Lack of Extensive Testing
The preliminary nature of the results suggests that more extensive testing and validation are required to confirm the robustness of AST-PAC.
Expert Commentary
The article 'AST-PAC: AST-guided Membership Inference for Code' makes a significant contribution to the field of AI ethics and data governance by addressing the critical issue of unauthorized data usage in code Large Language Models. The introduction of AST-PAC as a domain-specific adaptation of PAC is a noteworthy advancement, demonstrating the potential for syntax-aware calibration methods to enhance the reliability of provenance auditing. However, the study's preliminary nature and the identified limitations of AST-PAC underscore the need for further research and development. The findings have important implications for both practical applications and policy-making, highlighting the necessity for robust data governance policies and regulatory frameworks.
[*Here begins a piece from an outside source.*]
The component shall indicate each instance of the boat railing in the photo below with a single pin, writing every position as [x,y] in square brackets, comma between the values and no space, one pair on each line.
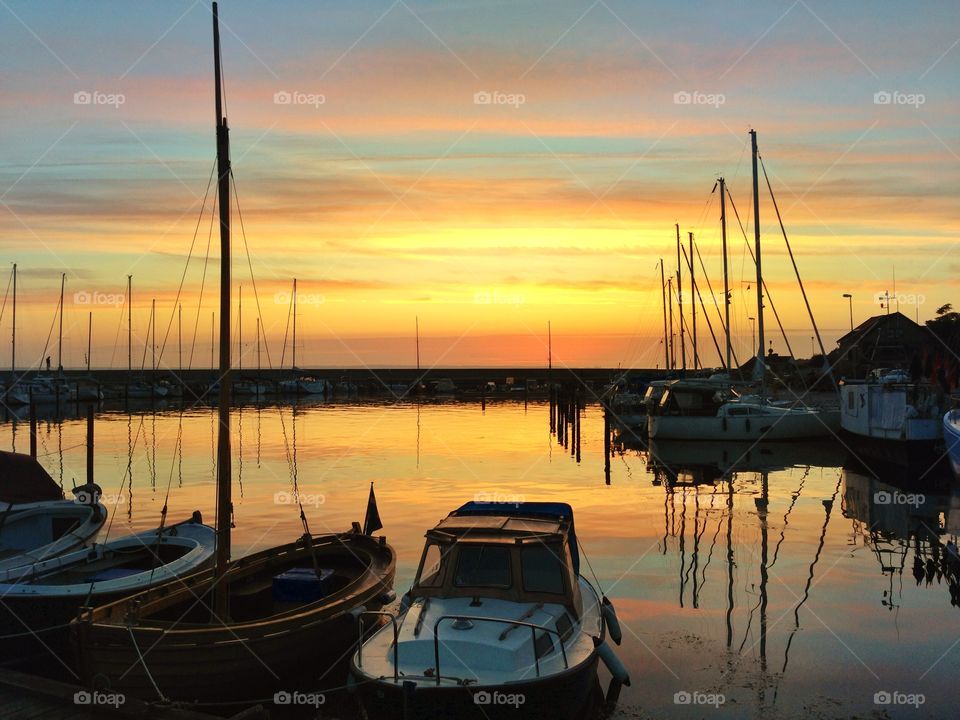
[516,623]
[396,638]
The article's balanced evaluation of different MIA methods provides valuable insights for academics and industry professionals alike, making it a compelling read for those interested in the intersection of AI, copyright, and data privacy.
Recommendations
- ✓ Future research should focus on expanding the scope of the study to include a wider range of code LLMs and more diverse datasets to validate the robustness of AST-PAC.
- ✓ Developers of code LLMs should explore syntax-aware and size-adaptive calibration methods to improve the reliability of provenance auditing and ensure compliance with data governance standards.